Evaluation of the Nebraska Dollar and Energy Savings Loan Program
The Nebraska Dollar and Energy Savings Loan Program was designed in 1990 to make low interest loans available to finance home, building and system energy improvements. Loans have been made to residential, commercial, industrial and agricultural customers, typically for heating, cooling, windows, siding or insulation. The Public Policy Center worked with the Raikes School of Computer Science and the Bureau of Sociological Research to examine the economic and environmental impacts of these investments by estimating their annual and cumulative energy savings, measured in dollars and energy use. These impacts were generated through a combination of job and output increases in loan supported sectors and losses in energy production sectors. The program also impacted consumer spending, such that fewer dollars will be available for household spending through the life of the loan. However, more dollars will be available once the loan is completed and energy expenditures fall.

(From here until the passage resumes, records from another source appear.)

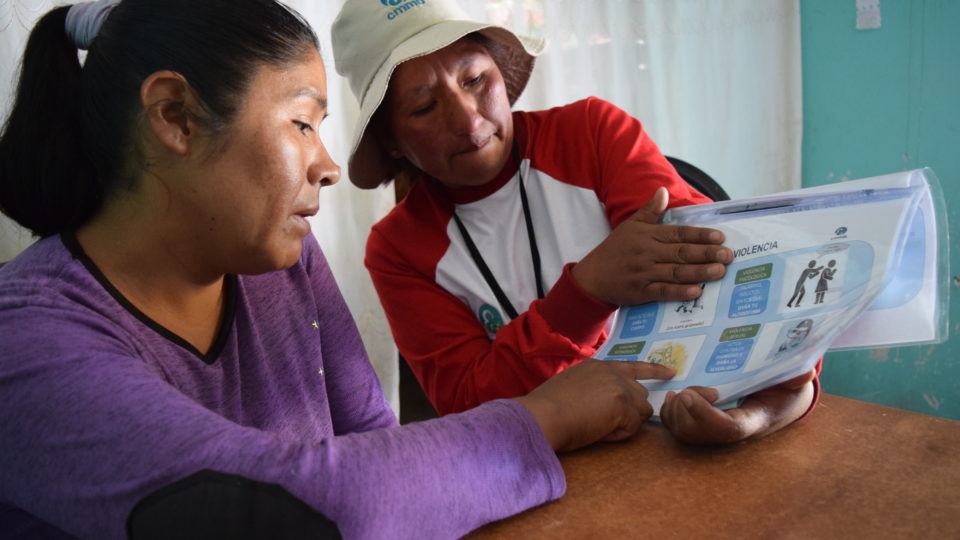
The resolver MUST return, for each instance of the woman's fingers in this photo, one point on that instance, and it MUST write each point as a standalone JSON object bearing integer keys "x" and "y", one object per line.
{"x": 642, "y": 370}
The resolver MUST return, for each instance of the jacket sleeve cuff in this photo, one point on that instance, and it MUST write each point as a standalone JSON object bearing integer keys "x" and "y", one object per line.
{"x": 572, "y": 312}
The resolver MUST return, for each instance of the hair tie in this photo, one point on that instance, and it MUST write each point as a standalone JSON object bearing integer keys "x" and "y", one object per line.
{"x": 85, "y": 19}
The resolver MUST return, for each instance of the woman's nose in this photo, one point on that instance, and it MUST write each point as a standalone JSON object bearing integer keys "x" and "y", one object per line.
{"x": 323, "y": 170}
{"x": 464, "y": 114}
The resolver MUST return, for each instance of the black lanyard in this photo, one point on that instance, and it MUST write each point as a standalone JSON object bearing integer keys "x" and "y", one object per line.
{"x": 534, "y": 251}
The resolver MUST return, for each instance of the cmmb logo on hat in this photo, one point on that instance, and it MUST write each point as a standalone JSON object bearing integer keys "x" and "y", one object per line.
{"x": 400, "y": 7}
{"x": 490, "y": 318}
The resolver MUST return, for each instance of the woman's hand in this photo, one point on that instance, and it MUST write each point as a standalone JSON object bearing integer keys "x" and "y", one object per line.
{"x": 593, "y": 401}
{"x": 642, "y": 261}
{"x": 692, "y": 418}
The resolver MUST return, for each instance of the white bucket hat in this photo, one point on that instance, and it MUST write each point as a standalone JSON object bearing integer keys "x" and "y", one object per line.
{"x": 372, "y": 37}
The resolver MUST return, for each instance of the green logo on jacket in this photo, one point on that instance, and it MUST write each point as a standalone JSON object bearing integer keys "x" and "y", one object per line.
{"x": 491, "y": 318}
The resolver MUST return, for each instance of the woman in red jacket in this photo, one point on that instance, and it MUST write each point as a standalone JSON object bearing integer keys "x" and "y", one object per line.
{"x": 523, "y": 231}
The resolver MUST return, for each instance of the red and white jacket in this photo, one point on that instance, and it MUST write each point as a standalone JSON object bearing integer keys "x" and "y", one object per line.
{"x": 586, "y": 167}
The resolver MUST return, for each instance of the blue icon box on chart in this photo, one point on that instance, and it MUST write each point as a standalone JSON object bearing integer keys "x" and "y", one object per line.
{"x": 729, "y": 356}
{"x": 749, "y": 299}
{"x": 639, "y": 321}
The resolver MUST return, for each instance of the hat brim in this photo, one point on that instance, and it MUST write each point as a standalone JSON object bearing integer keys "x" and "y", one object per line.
{"x": 369, "y": 165}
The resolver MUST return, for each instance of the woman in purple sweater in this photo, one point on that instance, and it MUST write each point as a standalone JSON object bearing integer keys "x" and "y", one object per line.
{"x": 175, "y": 357}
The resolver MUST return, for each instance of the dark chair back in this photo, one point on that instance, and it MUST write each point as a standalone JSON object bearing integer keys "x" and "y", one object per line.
{"x": 700, "y": 180}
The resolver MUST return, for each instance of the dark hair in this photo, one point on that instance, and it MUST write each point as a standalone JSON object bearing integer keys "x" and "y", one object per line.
{"x": 69, "y": 140}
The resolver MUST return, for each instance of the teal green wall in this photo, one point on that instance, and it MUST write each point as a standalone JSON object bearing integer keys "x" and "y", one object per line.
{"x": 879, "y": 101}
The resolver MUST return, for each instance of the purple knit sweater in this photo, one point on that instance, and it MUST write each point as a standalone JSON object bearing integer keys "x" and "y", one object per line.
{"x": 101, "y": 407}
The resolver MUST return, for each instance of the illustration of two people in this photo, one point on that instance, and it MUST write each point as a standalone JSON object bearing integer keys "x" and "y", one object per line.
{"x": 689, "y": 306}
{"x": 810, "y": 272}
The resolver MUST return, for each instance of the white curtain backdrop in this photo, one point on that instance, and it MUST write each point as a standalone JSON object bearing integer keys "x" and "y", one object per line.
{"x": 715, "y": 82}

Since energy use depends on weather, the first step in the analysis was to break the state into weather zones. Once the zones were identified, initial samples of loans were developed for each of the major improvement types and each of the customer classes. The University of Nebraska’s Bureau of Sociological Research (BOSR) surveyed individuals from those samples to determine if their businesses, households and/or living conditions changed materially up to 12 months either before or after the improvements and if so, these structures were filtered from the sample. Energy consumption for the filtered samples was obtained from local utilities for the 12 months before and after each improvement and were compared to expected energy use. The combined data allowed us to measure the energy savings associated with each investment, which was then translated into dollar savings. A cost calculator was developed to estimate energy savings in the future.